A nova obra de um 'presbítero' do movimento
A nova obra de um 'presbítero' do movimento
O CD `Com Defeito de Fabricação', de Tom Zé, anmplifica o gênio do dono da voz, criador
popular
MAURO DIAS
No embrulho generalizante (e é difícil escapar dele), Tom Zé vem sempre apresentado como
um dos criadores do movimento tropicalista. Não deixa de ser verdade, mas dito assim fica
escondido que o movimento (seria melhor dizer o momento) tropicalista o encontrou e não o
contrário.
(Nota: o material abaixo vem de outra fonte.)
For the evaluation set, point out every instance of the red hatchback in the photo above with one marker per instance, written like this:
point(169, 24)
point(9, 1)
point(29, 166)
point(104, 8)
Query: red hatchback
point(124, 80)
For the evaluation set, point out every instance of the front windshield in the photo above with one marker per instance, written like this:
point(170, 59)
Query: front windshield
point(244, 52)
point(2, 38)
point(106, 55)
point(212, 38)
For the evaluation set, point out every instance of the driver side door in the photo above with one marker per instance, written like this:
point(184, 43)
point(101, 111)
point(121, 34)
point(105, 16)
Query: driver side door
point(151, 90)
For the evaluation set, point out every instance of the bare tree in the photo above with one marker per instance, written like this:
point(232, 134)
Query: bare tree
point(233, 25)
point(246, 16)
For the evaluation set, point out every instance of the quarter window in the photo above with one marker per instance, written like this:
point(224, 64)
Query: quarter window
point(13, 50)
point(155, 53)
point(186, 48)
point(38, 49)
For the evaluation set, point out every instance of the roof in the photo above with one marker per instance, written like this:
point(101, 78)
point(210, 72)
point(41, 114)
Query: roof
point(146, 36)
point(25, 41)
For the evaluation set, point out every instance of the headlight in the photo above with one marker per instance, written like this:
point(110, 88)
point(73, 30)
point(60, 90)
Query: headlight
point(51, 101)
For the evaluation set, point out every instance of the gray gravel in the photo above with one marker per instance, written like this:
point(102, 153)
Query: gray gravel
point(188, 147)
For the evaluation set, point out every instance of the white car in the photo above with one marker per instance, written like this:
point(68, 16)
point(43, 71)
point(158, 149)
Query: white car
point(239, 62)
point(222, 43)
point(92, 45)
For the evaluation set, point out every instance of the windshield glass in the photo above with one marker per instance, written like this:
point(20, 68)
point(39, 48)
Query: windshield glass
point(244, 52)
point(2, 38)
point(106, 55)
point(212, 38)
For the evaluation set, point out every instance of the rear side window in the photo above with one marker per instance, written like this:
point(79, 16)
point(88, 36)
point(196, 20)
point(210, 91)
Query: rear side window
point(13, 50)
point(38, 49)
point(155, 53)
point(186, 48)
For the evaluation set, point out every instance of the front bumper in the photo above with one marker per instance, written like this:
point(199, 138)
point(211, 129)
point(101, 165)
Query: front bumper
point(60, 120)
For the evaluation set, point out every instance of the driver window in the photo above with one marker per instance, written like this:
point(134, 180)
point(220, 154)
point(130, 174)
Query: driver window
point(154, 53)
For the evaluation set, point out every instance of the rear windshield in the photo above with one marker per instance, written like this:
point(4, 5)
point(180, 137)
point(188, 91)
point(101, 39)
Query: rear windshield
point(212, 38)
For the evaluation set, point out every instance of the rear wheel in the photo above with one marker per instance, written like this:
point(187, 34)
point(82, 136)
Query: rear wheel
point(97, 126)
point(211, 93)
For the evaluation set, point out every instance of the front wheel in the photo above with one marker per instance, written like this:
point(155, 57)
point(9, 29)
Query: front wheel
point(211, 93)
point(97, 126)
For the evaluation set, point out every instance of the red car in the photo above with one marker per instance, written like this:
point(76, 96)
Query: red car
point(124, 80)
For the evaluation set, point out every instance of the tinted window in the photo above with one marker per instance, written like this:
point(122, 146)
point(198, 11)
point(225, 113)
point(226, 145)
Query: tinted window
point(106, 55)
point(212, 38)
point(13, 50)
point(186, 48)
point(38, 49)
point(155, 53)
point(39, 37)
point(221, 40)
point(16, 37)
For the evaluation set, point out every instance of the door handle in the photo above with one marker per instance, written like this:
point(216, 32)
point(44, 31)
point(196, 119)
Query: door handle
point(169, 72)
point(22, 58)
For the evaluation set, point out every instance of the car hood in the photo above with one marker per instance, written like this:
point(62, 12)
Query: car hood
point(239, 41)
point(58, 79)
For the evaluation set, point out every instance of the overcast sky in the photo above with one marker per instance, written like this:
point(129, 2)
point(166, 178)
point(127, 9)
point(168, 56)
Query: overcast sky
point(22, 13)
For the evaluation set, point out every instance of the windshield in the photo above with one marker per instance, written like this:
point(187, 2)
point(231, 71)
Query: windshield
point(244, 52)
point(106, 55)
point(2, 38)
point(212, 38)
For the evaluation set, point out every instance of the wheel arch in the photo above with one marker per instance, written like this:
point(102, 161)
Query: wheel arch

E fica escondido que o miolo teórico do momento (cuja existência o tornaria
movimento) continua vivo em sua obra.
Atesta-o o recém-lançado CD Com Defeito de Fabricação, que saiu primeiro nos Estados
Unidos (com selo Luaka Bop) e só meses depois mereceu edição nacional (da gravadora
Trama), ordem temporal que oferece: 1) retrato do descaso dos agentes da cultura de massas
com qualquer idéia cultural que não seja moldável aos seus preceitos comerciais e 2) a perfeita
incompreensão dos agentes da cultura de massas de qualquer idéia cultural que não seja
moldável aos seus preceitos comerciais.
O disco de Tom Zé não foi lançado primeiro aqui porque achavam que não era
apropriadamente comercial. Depois, foi lançado aqui por se entender que estava "sintonizado"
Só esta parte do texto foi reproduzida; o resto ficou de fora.